Note that when it comes to the Final, you will not be required to have memorized the code of the sorting functions, but you should know the algorithms!

Sort Testing Code

'''
Testing code for Computer Science 1, Lecture 21 on sorting. This
assumes that the sort functions are all in file lec21_sorts.py, each taking
one list as its only argument, and that their names are sel_sort
ins_sort merge_sort

All tests are based on random permutations of integers.

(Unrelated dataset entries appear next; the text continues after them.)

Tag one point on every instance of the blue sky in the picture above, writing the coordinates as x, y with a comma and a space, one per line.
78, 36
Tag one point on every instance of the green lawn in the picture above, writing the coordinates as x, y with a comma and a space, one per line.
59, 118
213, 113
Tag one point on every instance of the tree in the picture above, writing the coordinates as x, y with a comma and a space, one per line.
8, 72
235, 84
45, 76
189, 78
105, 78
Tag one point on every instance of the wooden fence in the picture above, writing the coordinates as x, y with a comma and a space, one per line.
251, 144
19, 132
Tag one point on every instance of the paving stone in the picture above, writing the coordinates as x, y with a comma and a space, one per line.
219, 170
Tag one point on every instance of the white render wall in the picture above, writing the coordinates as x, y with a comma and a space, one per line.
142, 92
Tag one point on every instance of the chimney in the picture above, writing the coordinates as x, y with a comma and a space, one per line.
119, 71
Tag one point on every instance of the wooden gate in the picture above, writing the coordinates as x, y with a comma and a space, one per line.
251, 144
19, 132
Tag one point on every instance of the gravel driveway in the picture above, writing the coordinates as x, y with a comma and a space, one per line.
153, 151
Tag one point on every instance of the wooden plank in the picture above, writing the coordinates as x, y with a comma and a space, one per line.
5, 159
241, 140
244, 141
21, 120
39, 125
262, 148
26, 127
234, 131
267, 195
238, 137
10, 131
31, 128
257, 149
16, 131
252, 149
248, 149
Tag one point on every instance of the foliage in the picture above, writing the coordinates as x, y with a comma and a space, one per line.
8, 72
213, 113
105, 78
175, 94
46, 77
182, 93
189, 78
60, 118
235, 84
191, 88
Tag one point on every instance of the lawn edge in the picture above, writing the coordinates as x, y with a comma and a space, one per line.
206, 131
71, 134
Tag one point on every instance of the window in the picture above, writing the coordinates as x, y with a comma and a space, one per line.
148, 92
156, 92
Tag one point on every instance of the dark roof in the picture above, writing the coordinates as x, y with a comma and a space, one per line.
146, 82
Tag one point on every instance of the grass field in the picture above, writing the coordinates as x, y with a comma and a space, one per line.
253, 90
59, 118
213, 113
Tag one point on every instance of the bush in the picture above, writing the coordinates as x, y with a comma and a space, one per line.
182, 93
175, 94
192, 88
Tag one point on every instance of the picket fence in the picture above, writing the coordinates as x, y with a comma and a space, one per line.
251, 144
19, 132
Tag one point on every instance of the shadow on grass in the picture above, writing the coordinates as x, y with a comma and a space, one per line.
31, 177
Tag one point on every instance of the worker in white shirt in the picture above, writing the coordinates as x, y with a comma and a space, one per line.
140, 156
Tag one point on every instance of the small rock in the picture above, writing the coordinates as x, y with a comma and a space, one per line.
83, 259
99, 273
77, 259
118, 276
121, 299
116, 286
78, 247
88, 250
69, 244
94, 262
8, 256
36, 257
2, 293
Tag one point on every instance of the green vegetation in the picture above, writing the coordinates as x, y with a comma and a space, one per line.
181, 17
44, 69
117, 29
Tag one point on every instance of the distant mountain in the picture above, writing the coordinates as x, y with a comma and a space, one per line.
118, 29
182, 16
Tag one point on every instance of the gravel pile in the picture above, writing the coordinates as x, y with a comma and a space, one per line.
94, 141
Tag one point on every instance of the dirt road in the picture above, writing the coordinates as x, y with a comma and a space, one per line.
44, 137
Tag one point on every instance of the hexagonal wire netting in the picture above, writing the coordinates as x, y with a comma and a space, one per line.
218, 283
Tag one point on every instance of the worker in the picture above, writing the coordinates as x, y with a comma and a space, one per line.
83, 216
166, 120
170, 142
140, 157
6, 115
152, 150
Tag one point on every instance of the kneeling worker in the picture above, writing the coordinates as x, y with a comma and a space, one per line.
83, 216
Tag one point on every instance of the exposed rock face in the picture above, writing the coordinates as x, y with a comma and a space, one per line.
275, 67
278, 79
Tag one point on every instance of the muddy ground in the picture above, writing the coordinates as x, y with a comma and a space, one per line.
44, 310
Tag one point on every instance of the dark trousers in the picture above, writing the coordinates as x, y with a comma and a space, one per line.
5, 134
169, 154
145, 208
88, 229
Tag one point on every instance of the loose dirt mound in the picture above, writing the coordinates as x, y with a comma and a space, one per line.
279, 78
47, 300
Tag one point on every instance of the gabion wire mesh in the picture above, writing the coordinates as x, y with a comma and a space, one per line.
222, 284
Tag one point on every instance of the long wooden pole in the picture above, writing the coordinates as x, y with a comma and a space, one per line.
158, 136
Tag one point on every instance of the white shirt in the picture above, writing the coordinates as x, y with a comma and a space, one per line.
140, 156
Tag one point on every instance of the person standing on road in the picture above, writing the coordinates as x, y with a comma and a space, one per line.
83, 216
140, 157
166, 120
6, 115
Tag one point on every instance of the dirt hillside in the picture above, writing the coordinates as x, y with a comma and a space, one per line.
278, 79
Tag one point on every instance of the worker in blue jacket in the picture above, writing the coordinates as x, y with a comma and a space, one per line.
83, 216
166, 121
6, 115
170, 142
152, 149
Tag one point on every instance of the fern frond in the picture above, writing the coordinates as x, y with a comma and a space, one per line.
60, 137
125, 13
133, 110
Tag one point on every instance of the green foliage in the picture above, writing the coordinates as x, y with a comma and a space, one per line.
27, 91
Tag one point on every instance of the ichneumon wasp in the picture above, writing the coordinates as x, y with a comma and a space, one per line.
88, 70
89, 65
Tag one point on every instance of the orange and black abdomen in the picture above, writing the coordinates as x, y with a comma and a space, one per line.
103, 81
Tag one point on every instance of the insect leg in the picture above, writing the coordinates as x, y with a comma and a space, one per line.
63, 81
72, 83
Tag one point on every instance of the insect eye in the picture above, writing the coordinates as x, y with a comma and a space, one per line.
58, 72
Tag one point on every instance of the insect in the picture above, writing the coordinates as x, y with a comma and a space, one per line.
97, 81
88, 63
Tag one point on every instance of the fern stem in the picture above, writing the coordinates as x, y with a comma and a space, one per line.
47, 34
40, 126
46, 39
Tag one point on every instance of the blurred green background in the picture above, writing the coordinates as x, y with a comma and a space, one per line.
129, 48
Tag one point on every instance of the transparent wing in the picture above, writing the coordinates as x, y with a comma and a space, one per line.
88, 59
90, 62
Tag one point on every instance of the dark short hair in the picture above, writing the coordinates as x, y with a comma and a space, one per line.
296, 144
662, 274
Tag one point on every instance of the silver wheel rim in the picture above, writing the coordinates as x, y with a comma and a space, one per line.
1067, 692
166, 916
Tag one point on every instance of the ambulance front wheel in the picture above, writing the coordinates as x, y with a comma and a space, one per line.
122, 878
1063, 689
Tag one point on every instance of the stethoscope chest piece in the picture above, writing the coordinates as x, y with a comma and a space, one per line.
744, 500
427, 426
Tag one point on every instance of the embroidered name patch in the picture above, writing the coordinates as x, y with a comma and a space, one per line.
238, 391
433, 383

. In most of our tests, these permutations are completely random,
  meaning that a value is equally likely to end up anywhere in the
  list.

. In the final test we will explore the implications of working
  with lists that are "almost sorted" by only moving values a small
  distance from the correct location.  You can see that insertion sort
  is very fast in this case by removing the # char in front of
  generate_local_perm
'''

import lec21_sorts as sorts
import time
import random


def run_and_time(name, sort_fcn, v, known_v):
    '''
    Run the function passed as sort_fcn, timing its performance and
    double-checking if it correct.  The correctness check is probably
    not necessary.
    '''
    print("Testing " + name)
    t0 = time.time()
    sort_fcn(v)
    t1 = time.time()
    print("Time: {:.4f} seconds".format(t1-t0))
    # print("Is correct?", v==known_v
    print()


def generate_local_perm(v,max_shift):
    '''
    This function modifies a list so values are only a small amount
    out of order.  Each one  Generate a local permutation by randomly moving each
    value up to max_shift locations in the list.
    '''
    for i in range(len(v)):
        min_i = max(0,i-max_shift)
        max_i = min(len(v)-1, i+max_shift)
        new_i = random.randint( min_i, max_i )
        v[i], v[new_i] = v[new_i], v[i]


####################################################

if __name__ == '__main__':
    n = int(raw_input("Enter the number of values ==> "))
    print("----------")
    print("Running on {:d} values".format(n))
    print("----------")

    v = range(n)
    v1 = v[:]
    random.shuffle(v1)
    # generate_local_perm(v1, 10)
    v2 = v1[:]
    v3 = v1[:]
    v4 = v1[:]

    run_and_time("merge sort", sorts.merge_sort, v3, v )   # passing functions as an arg to a fcn
    run_and_time("python sort", list.sort, v4, v )
    run_and_time("selection sort", sorts.sel_sort, v1, v )
    run_and_time("insertion sort", sorts.ins_sort, v2, v )